Many uses and customs with particular shapes would be to remember for various parts of the country. Southern Germans especially drink beer and eat very dark rye bread; the butter is salted to preserve it; in the West, on the other hand, salted butter is not known, white bread is eaten and wine is preferred to beer. In the Rhine region there is the old custom, in May, of wedding auctions (Maibrautschaft), in which the girls are placed at auction for fun. The custom of carrying the bride’s trousseau on richly decorated carts is quite general. As W. Mannhardt demonstrates, all the customs with annual recurrence belong to a European cycle and are widespread almost without variations throughout the German region: each professional class, however, has its own particularities, such as viticulture, agriculture, pastoralism, fishing.
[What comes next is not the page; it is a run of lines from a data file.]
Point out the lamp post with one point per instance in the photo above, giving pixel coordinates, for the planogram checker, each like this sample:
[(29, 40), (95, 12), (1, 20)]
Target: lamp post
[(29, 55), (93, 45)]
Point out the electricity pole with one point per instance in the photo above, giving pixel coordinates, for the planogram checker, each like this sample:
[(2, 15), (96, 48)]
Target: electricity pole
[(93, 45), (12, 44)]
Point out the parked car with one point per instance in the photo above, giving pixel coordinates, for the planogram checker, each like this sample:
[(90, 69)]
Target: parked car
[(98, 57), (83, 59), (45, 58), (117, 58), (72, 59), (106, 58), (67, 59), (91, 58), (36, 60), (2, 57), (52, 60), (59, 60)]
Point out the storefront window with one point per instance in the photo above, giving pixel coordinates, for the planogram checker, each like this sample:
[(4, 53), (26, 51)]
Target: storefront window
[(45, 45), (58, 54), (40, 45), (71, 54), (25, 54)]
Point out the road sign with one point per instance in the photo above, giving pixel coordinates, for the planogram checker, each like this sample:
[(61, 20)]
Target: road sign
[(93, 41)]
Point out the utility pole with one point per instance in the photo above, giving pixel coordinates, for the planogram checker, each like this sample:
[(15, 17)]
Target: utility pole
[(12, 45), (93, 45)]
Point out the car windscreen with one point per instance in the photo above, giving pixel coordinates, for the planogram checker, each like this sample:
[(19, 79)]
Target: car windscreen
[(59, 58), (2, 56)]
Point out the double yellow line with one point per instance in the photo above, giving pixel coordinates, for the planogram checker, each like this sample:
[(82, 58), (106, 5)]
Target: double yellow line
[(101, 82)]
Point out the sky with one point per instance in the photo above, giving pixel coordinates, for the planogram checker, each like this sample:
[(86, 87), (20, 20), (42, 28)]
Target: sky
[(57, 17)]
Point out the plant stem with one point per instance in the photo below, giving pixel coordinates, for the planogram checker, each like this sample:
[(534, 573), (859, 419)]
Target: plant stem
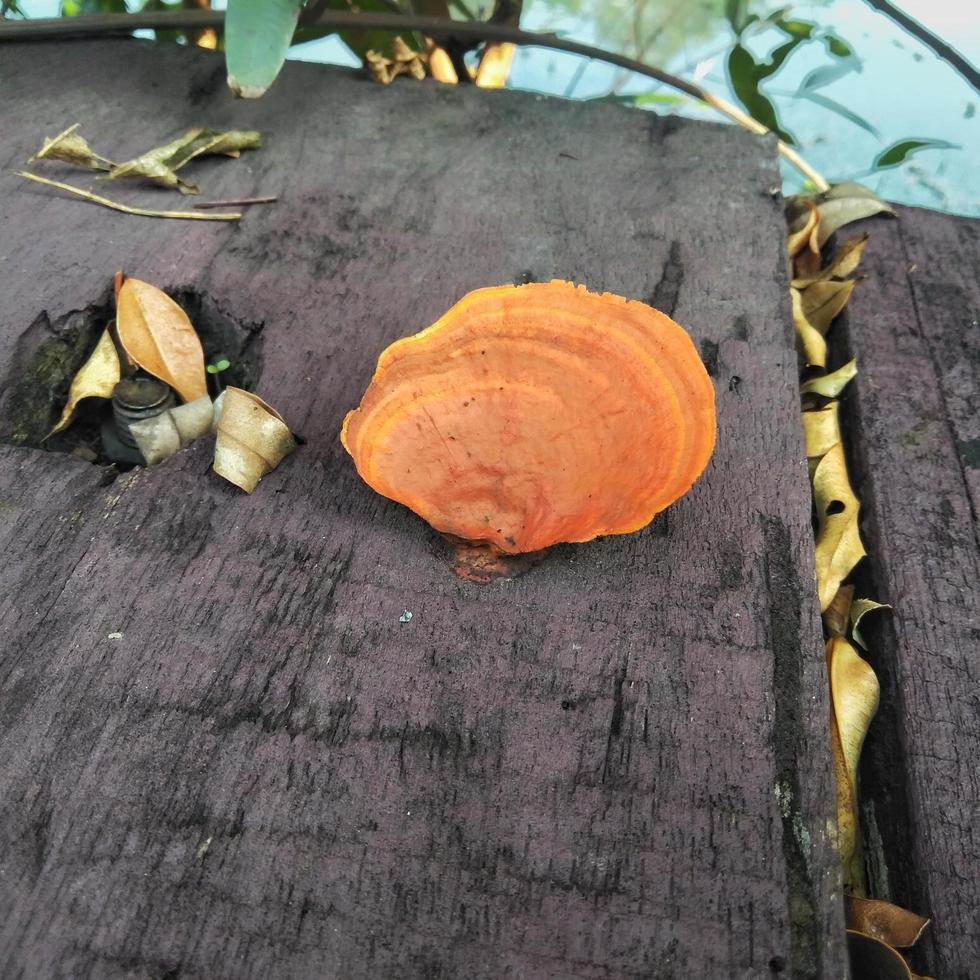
[(939, 47), (237, 202), (436, 27), (125, 208)]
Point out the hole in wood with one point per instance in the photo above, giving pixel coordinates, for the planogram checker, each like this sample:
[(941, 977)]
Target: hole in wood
[(53, 348)]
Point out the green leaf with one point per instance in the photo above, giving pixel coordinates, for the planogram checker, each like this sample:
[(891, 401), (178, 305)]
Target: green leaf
[(257, 36), (735, 11), (831, 385), (827, 74), (899, 152), (802, 29), (841, 110), (745, 74)]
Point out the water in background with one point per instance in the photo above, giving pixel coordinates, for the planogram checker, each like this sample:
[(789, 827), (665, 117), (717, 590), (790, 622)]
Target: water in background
[(843, 112)]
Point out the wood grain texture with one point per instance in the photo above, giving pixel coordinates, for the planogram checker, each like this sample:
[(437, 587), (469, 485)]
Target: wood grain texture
[(915, 431), (615, 766)]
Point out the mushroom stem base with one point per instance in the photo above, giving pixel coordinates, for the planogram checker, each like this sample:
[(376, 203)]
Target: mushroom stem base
[(481, 562)]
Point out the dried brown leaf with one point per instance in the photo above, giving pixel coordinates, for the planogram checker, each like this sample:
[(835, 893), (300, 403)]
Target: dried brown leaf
[(871, 959), (845, 203), (839, 547), (822, 430), (252, 439), (854, 696), (809, 341), (95, 379), (823, 301), (845, 260), (889, 923), (161, 164), (858, 611), (495, 64), (403, 61), (160, 338), (831, 385), (70, 147), (836, 616)]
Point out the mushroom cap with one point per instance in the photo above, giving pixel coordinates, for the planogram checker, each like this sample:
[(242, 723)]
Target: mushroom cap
[(537, 414)]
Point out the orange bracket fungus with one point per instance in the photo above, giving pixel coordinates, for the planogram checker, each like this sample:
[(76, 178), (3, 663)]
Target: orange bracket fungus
[(537, 414)]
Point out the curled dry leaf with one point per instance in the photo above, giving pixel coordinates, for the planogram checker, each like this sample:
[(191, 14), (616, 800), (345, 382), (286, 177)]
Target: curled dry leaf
[(800, 238), (888, 923), (854, 700), (823, 301), (858, 611), (95, 379), (839, 547), (440, 64), (871, 959), (831, 385), (161, 164), (495, 64), (822, 430), (159, 337), (158, 438), (839, 206), (809, 341), (70, 147), (835, 618), (403, 61), (252, 439), (843, 263)]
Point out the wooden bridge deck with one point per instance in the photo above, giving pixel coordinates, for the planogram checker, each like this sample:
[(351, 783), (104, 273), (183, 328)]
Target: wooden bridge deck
[(225, 756)]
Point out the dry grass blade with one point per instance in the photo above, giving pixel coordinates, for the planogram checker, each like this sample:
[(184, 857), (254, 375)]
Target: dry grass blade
[(125, 208)]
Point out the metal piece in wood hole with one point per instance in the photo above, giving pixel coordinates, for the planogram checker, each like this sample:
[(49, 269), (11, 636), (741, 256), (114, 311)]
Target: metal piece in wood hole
[(134, 399)]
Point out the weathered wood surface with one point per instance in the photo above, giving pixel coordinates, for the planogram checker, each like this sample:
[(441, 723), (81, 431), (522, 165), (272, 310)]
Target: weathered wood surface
[(614, 766), (914, 325)]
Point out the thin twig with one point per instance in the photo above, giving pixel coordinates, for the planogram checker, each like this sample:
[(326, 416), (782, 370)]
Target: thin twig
[(939, 47), (56, 27), (125, 208), (237, 202)]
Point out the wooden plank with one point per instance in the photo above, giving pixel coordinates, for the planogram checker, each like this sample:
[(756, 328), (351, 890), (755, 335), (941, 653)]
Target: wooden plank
[(915, 414), (613, 766)]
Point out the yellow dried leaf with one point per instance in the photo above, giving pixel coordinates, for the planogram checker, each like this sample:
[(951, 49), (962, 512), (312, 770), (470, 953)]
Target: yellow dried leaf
[(403, 61), (836, 616), (843, 263), (799, 238), (440, 64), (822, 430), (854, 700), (881, 920), (157, 334), (871, 959), (95, 379), (71, 148), (831, 385), (823, 301), (809, 341), (161, 164), (858, 611), (845, 203), (839, 547), (495, 64), (252, 439)]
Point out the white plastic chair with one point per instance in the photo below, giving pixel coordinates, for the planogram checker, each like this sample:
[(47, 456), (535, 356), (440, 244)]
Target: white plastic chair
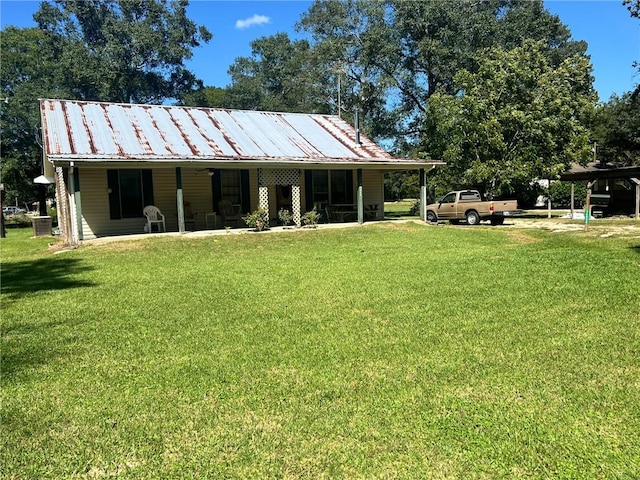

Similar to each other in different parts of these regions are the winter masks, in which the participants disguise themselves as goats and winter is represented by Knecht Ruprecht covered in skins, as well as the corresponding spring rites with a bear wrapped in a singular robe of pea shells. The artistically carved wooden masks for these demon figures are made exclusively by young people from the Alpine territories. Hence the use of the Christmas tree then adopted in almost all of Protestant Germany. The lighting of fires in different eras according to the regions is very widespread. Especially in southern and western Germany the carnival is even more lively than elsewhere; the women have their particular feast there; plows and tree trunks are carried around and on the rivers fishermen and sailors’ festivals are celebrated, recalling the ancient customs. The figuration of winter with a puppet that was destroyed in the

According to religious practices, the Catholic regions of Germany differ essentially from the Protestant ones. In Catholic territories religious art, the carving of cribs, sacred representations are still practiced by the people today: numerous religious pilgrimages and offerings of votive gifts.